Hong Kong’s twin financial regulators, the Securities and Futures Commission (“SFC”) and the Monetary Authority (“MA”) , have refused to commit to finalizing over-the-counter derivatives reform by the G-20 deadline at the end of next year. In a joint consultation regarding the OTC market, the regulators announced that they might wait for other countries to finish their G-20 reforms before finalizing their own.

“The HKMA and SFC are working towards meeting the G20 implementation deadline of end-2012,” explained the regulators in a press conference yesterday. “However, much depends on external factors, including the progress of reform initiatives in other major markets, due completion of the legislative process, and the readiness of relevant market infrastructure and participants.”

This wait-and-see attitude contravenes a recent statement by the Financial Stability Board (“FSB”), an international working group focused on financial regulation. The FSB encouraged all nations to write regulation to the best of their abilities, rather than wait for the US and the EU to complete their reforms.

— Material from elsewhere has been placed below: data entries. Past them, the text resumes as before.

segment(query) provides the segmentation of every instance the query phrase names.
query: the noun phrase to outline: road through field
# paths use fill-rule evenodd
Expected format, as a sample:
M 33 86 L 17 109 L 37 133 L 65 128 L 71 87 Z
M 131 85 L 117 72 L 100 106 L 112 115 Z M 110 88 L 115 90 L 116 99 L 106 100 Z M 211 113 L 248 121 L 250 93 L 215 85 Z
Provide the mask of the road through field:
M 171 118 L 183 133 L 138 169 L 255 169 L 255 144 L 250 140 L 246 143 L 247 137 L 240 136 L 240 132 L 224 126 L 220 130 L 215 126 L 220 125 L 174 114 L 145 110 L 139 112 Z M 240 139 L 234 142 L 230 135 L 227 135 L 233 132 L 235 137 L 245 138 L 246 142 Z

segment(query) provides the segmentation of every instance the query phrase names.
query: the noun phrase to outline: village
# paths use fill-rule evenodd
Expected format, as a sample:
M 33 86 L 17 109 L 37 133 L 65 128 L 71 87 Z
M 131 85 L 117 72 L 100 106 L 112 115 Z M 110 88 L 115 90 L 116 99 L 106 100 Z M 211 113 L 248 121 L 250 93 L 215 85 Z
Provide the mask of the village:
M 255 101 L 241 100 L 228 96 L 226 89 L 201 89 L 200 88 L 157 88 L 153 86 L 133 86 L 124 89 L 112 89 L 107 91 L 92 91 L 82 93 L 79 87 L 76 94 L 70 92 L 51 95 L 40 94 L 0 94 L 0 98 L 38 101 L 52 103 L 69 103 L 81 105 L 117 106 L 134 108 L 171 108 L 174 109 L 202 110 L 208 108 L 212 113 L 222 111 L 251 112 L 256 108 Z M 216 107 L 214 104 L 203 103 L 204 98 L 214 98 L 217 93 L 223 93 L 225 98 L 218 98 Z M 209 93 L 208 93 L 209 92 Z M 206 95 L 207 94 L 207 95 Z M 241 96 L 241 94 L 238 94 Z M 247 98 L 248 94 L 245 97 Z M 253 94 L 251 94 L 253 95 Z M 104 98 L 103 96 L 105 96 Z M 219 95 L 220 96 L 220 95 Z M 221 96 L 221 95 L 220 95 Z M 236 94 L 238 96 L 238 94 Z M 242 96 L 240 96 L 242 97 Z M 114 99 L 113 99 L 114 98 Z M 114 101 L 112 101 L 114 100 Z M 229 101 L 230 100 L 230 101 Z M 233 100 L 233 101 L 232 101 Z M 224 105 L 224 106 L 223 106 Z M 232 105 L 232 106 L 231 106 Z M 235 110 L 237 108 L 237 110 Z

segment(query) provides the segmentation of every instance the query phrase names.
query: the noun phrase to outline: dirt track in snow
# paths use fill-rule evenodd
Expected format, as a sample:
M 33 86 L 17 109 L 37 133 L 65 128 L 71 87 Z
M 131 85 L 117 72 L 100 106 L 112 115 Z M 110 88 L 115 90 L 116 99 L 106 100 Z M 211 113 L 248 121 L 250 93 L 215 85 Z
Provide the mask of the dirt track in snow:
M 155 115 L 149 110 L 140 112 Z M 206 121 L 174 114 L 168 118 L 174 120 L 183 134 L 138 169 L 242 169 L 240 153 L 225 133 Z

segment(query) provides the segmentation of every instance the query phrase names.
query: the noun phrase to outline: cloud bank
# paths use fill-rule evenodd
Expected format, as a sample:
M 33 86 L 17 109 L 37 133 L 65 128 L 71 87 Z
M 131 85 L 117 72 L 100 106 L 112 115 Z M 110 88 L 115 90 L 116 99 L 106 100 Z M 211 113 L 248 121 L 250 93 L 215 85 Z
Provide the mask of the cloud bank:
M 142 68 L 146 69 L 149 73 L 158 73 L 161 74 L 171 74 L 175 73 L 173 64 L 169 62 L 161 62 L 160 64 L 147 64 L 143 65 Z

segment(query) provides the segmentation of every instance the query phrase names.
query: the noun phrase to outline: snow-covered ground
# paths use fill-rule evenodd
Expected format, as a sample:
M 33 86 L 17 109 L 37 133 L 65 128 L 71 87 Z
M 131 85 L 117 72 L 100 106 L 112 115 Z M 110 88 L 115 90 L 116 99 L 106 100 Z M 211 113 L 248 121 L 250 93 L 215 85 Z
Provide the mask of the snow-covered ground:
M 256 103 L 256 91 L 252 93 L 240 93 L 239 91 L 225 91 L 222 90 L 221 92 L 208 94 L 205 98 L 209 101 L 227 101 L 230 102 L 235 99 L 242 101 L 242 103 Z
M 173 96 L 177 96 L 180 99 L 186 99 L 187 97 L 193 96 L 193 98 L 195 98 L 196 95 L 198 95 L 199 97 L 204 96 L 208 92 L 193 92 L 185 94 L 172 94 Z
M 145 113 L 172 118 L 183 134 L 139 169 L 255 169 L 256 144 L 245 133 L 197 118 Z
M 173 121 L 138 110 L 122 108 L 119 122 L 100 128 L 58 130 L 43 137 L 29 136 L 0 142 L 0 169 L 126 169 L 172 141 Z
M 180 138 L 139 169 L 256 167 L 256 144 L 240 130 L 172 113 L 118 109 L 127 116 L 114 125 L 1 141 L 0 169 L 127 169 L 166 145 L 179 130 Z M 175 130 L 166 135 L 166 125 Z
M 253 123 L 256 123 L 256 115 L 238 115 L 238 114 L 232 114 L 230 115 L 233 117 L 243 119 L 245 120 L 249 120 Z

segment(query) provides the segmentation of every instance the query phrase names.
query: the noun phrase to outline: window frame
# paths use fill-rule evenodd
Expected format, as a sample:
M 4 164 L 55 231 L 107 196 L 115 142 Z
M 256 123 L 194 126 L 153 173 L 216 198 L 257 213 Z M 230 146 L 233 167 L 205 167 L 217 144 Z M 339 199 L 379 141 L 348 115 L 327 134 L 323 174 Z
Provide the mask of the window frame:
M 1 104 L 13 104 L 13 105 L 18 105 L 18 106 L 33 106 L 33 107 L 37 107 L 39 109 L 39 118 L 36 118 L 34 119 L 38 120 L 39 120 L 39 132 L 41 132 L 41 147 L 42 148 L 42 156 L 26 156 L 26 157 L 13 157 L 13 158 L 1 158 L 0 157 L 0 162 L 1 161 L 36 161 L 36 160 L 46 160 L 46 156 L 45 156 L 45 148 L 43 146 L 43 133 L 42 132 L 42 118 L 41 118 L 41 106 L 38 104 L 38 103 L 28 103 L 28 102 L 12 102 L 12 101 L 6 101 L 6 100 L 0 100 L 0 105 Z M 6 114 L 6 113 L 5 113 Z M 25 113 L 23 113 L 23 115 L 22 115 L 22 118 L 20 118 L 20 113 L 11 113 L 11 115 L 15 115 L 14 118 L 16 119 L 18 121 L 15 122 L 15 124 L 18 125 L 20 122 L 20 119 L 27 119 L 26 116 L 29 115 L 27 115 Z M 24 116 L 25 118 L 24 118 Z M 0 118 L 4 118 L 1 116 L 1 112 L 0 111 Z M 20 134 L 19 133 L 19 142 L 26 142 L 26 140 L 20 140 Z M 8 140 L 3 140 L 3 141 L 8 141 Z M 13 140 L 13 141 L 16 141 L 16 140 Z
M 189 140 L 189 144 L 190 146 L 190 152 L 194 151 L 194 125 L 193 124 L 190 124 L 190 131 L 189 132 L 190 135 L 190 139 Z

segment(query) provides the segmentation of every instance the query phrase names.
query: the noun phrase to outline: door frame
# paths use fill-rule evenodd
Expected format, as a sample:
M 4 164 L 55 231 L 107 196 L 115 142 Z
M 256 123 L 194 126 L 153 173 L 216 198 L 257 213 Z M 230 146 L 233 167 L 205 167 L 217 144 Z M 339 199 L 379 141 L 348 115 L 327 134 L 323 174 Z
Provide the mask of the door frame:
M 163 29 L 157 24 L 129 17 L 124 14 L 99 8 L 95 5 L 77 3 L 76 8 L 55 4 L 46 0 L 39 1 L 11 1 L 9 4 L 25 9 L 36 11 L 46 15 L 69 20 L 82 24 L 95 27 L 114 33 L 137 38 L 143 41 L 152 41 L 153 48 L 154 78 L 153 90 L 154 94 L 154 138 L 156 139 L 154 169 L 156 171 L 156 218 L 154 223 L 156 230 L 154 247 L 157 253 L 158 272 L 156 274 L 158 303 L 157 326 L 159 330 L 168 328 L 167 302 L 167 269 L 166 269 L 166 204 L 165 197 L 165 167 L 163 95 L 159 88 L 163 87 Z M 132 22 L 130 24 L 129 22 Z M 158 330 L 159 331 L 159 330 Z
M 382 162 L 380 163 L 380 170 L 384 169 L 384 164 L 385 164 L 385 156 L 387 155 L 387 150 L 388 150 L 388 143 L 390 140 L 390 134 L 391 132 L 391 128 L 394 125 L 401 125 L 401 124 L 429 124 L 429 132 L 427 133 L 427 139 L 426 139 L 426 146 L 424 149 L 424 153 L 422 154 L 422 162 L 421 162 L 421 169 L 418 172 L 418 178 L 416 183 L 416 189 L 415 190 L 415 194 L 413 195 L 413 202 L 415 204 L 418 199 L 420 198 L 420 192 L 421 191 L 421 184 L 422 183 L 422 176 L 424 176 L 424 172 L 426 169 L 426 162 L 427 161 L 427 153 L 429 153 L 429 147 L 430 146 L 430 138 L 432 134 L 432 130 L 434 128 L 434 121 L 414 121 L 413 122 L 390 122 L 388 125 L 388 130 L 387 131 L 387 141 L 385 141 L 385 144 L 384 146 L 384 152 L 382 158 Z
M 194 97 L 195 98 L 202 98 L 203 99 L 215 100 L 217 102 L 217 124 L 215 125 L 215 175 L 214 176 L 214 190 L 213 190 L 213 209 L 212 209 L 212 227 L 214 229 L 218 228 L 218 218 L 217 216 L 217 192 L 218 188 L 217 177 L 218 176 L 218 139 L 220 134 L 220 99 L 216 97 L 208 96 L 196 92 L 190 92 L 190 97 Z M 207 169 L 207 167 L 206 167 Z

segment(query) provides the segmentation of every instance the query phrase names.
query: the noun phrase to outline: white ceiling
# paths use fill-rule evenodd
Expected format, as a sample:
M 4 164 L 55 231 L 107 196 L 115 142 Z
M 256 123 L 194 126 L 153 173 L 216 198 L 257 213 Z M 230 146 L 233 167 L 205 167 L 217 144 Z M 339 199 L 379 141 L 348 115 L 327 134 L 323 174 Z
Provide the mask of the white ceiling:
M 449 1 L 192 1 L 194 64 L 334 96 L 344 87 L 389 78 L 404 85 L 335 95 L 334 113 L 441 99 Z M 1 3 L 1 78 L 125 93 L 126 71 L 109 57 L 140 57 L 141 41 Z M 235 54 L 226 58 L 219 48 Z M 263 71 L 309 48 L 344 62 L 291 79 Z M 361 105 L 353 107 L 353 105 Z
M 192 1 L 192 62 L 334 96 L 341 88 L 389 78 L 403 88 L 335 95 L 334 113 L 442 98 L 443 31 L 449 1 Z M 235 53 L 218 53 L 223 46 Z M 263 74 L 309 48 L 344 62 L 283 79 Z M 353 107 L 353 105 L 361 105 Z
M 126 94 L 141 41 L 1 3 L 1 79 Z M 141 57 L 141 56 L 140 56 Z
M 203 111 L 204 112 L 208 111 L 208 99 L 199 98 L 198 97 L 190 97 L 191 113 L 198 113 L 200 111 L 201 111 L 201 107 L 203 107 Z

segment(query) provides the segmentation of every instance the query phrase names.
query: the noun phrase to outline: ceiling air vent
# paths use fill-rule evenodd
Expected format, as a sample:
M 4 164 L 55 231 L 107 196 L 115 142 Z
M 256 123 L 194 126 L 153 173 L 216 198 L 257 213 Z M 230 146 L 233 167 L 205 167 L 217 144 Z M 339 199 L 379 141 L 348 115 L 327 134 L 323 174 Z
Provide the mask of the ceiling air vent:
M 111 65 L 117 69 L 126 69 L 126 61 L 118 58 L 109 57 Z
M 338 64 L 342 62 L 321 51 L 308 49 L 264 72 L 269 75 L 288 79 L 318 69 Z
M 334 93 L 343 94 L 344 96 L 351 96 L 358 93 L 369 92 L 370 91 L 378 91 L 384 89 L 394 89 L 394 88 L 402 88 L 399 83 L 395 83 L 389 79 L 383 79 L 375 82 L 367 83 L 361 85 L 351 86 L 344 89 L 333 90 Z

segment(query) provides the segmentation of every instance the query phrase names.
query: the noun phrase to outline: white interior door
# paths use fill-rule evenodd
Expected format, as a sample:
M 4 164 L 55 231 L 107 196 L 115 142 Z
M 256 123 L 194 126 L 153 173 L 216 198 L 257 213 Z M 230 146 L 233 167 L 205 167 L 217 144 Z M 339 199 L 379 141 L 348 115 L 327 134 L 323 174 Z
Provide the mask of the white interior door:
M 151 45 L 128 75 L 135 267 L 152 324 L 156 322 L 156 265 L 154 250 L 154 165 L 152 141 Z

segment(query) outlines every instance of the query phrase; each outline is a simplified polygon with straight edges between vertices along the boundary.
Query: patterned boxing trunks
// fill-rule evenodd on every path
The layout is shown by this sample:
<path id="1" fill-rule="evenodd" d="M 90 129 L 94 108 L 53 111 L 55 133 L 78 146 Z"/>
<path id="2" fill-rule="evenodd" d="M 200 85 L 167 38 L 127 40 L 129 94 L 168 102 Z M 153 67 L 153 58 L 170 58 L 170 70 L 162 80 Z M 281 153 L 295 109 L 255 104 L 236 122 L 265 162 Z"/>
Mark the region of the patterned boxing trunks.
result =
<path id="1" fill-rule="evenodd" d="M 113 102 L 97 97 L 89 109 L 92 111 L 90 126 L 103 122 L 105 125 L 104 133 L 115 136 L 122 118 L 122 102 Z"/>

The 2012 deadline set by the G-20 already is in danger, as countries look at the slow pace of Dodd-Frank implementation (in the United States) and EMIR/MiFID reform (in Europe) and delay their own revisions.

However, SFC executive Ashley Alder notes that “Hong Kong cannot drive the reform initiatives but will continue to coordinate with overseas jurisdictions to address some of the key aspects of the reform, the cross-border nature of the OTC derivatives market necessitates international standards.” Regulators and politicians from across the globe have made similar statements, calling for harmonization at the expense of rapid reform in order to avoid significant regulatory arbitrage.

The SFC-MA consultation, which runs through the end of November, will discuss a number of reforms, including central clearing, exchange trading, data capture, and record-keeping requirements.